Hi everyone.

I have suffered with virtually every horrible, disturbing thoughts known. My meds which is Cipralex 20mg have helped them a lot and the thoughts have calmed. Just every now and again they can sneek in and set me going.
I'm sure all you who suffer with them will know what I mean when I say that the thoughts take over your whole mind and body, mine do anyway. I am totally out of control with them, which makes me anxious, frustrated and angry...which then leads me to do stupid things.
Anyway I am posting this because I am having totally new thoughts, even though I thought they couldn't get any worse, also I am hoping someone can help me with them if they have suffered with the same ones.
They are now against authority, my thoughts and images in my head are basically telling me to get drunk and go out and cause trouble with the police. The scary thing is that this actually excites me and I know that if I was drunk I don't think I would think twice. I must admit I do have a problem with alcohol, or more so alcohol doesn't like me, it really does send me loopy...excuse the pun.

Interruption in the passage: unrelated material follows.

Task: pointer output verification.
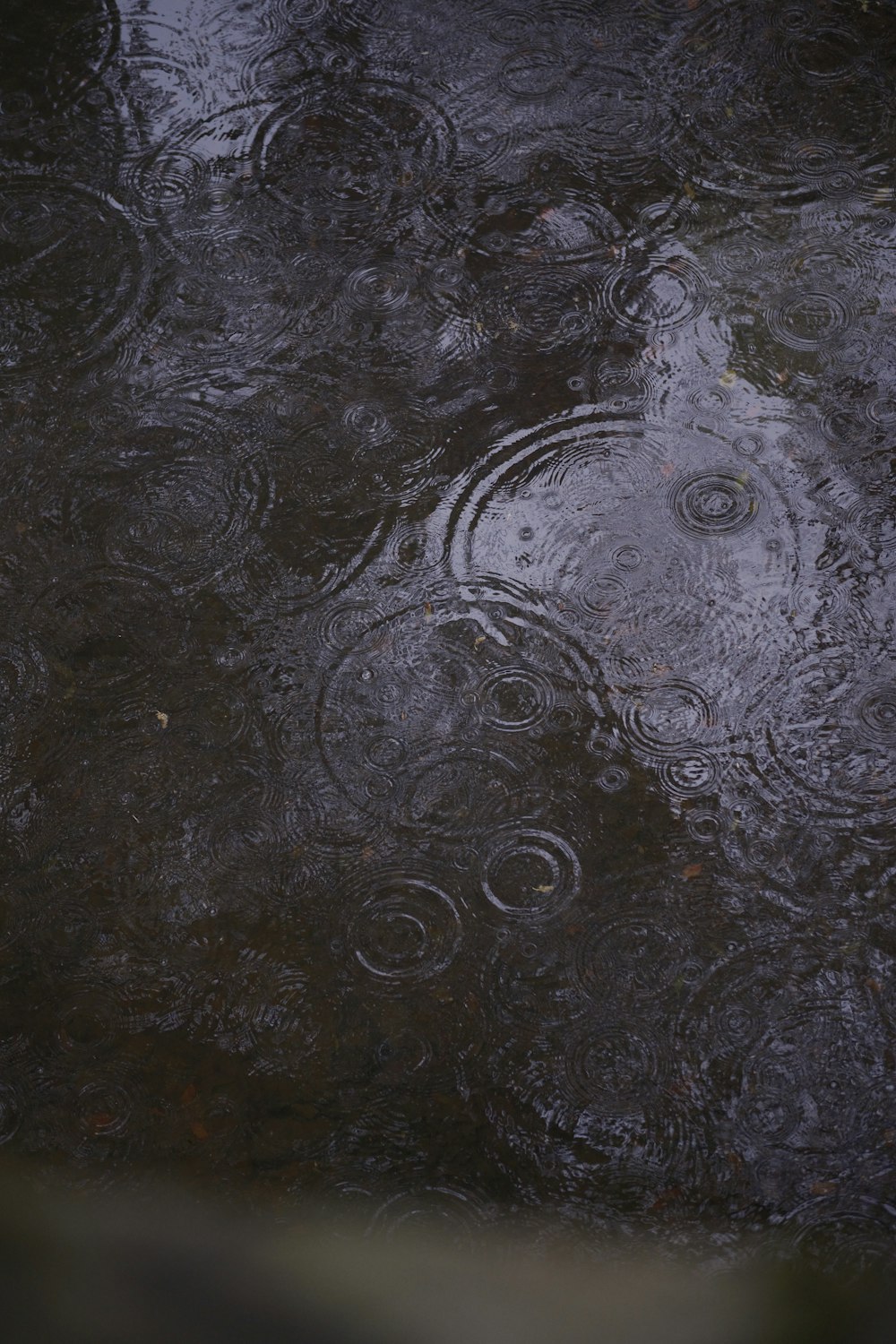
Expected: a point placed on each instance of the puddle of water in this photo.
(447, 572)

Every time I see a police car in the street I have intense thoughts to either swear at them or cause some kind of commotion just so I can fight with them, it's just crazy! Of course the thoughts are even more dangerous when I have had a drink and it scares me something rotten. I don't drink in front of my children or in the house or during the week but I do binge in the pub at weekends...I don't know if I could give that up, the thoughts would still be there even if I did.

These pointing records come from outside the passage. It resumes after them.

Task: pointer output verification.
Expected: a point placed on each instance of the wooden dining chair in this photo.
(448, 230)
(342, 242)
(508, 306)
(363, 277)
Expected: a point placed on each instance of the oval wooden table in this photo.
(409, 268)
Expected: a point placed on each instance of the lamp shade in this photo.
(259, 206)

I don't know I just wish there was something out there to shut my mind down, I hate thinking because all I ever think about are horrible, scary things and sometimes I just can't cope with it. Mum lives with me but when I tell her I am thinking something horrible she just says "well don't think about it" or "Just ignore it", this really doesn't help, if only it was that easy eh. I would prefer to go around like a zombie with a numb head than think and realise things. I have already told my GP that I would be dead by now if it wasn't for my children...That's how this makes me feel, like I just want my mind to die.